>>6153900> beyond spending a resource.I mean, it was a significant resource and a damn tight vote to spend it. Ultimately you did, so I have nothing to point to except my three hours of heart palpitations and the half-finished roll table I put together (it had four instances of the word "die" in it) while it looked like not spending was winning. I recognize this is literally "dude, trust me" territory, but that vote was not a given. Catching up to Real Ellery and talking him down was not a given either, and it was significantly aided by you guys oopsieing into Herald mode previously. He easily could've exploded himself, sacrificed himself trying to gank Casey or the Managers (recall he rolled extremely well fighting both), or been absorbed into the crystal, and I had plans for all of this. Again, "dude, trust me." Sorry. But... dude, trust me.
>The same was true throughout the whole quest.Yes, anon. Throughout the whole quest, where you play as a character groomed and manipulated by powerful external forces intent on keeping you alive, you are often kept alive. Throughout the quest, where you play a powerfully optimistic, delusional character in a setting where expectations influence reality, those expectations often pay off. Throughout the quest, where the MC believes herself to be a heroine, as in a fictional heroine from a rigidly tropey pulp fantasy novel where the heroine always wins, the heroine very often wins.

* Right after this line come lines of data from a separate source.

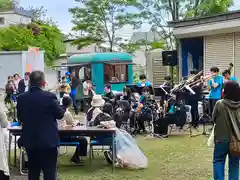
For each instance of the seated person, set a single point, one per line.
(177, 116)
(127, 95)
(95, 109)
(227, 76)
(105, 115)
(143, 81)
(108, 94)
(81, 149)
(64, 87)
(167, 83)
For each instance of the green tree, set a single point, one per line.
(199, 8)
(98, 20)
(158, 12)
(20, 37)
(40, 15)
(6, 4)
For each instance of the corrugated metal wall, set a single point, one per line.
(237, 55)
(156, 71)
(159, 71)
(219, 51)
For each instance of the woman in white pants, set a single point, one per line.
(4, 169)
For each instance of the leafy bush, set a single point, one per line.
(47, 37)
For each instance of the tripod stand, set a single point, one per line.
(203, 118)
(153, 134)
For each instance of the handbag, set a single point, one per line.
(234, 143)
(210, 142)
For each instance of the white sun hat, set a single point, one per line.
(97, 101)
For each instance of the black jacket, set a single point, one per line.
(38, 111)
(21, 86)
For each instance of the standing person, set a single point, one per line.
(193, 100)
(64, 87)
(38, 110)
(87, 86)
(16, 79)
(81, 150)
(23, 84)
(216, 86)
(74, 83)
(68, 77)
(227, 76)
(4, 169)
(108, 94)
(226, 116)
(143, 81)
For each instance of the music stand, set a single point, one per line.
(160, 93)
(182, 97)
(134, 88)
(203, 117)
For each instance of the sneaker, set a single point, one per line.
(108, 157)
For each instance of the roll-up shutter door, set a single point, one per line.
(159, 71)
(237, 55)
(218, 51)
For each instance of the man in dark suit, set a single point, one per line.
(38, 110)
(24, 83)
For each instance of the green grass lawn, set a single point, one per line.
(179, 157)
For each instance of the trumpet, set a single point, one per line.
(201, 80)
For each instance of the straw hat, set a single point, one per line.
(97, 101)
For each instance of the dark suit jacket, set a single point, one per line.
(21, 86)
(38, 111)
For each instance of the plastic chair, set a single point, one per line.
(99, 141)
(66, 144)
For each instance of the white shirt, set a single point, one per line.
(26, 85)
(3, 152)
(85, 88)
(96, 112)
(67, 119)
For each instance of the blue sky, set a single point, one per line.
(58, 10)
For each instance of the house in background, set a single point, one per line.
(211, 41)
(14, 15)
(139, 57)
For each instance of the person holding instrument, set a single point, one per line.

Throughout the quest, where the MC has been developing increasingly unexplained and disturbing reality warping powers, reality does warp around her a whole awful lot. Throughout the quest, where the choking weight of narrative causality is an important theme, narrative causality gets a tad choking sometimes. The WYRM eats its tail.

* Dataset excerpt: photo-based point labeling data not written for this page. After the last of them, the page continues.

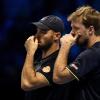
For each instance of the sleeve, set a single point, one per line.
(84, 64)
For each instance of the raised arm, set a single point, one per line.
(61, 73)
(30, 79)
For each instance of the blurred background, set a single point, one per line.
(15, 16)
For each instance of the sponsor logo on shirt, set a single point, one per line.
(74, 66)
(46, 69)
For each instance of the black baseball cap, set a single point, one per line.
(50, 22)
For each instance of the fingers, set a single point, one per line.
(31, 38)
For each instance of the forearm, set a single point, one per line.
(61, 61)
(28, 72)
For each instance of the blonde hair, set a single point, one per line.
(89, 16)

Serious, lasting, life-destroying negative consequences started happening to Ellery the second he wasn't the protagonist anymore. I'm not trying to pisstake you here. What I'm doing is looking you in the eyes and going: yes. And also: but you still have to engage with it on face value, anon, because the actual consequences are social ones. If you were playing a game of DND with a DM who's a really nice guy, would you spend 6 hours fucking around every single week knowing you're never getting permanently TPKed? Your DM is a really nice guy, and he thinks fucking around is funny in small doses, but if you do it for 6 hours straight the other players get annoyed and your really nice DM gets all stressed trying to steer the session back to what'll be fun for everybody. Maybe he'll put his foot down eventually and tell you to rein it in, but he's really nice, so it's going to take a while. And until then, your DND game is going to be kind of aimless and boring and ultimately not as enjoyable as it would be if you played along. Your DM isn't angry. He's a really nice guy. But he does feel a little like he's being taken advantage of.